Golway (American History/Kean Univ.; Ronald Reagan’s America, 2008, etc.) presents an audio-and-text survey of President Franklin Roosevelt’s key speeches.
Like his similar books on the speeches of Presidents Kennedy and Reagan, this book includes a CD of speech excerpts, with the book’s text amplifying and clarifying the events contained in the audio. Each chapter focuses on a particular speech, with the track number provided. In the chapter on Roosevelt’s first inaugural address on March 4, 1933, Golway deftly sketches not only the preceding presidential campaign, but also specific details of the speech itself—for example, that the famous line, “the only thing we have to fear is fear itself,” written by Roosevelt, may have been inspired by a similar phrase from Henry David Thoreau.

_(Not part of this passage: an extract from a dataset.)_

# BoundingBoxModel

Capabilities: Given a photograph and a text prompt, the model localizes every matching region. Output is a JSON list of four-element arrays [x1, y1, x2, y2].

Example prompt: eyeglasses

While listening to the audio, readers will be struck by Roosevelt’s immense oratory skills. In his famous “fireside chats,” the president adopted a down-to-earth, fatherly tone, but when the occasion demanded it, he could thunderously deliver such lines as, “this generation of Americans has a rendezvous with destiny.” Golway also emphasizes the president’s talent as a speechwriter. His famous speech the day after the attack on Pearl Harbor (“a date which will live in infamy”) was comprised of his words alone. And what powerful words they were—immediately after, Congress passed a motion declaring war on Japan with just one vote of dissent. Golway closes with Roosevelt’s final speech to Congress, in March 1945, when the president was thin, frail and exhausted. The context makes the audio of the speech, in which a clearly tired Roosevelt makes lighthearted reference to his leg braces, all the more poignant.
A fine contextualization of Roosevelt’s life and times.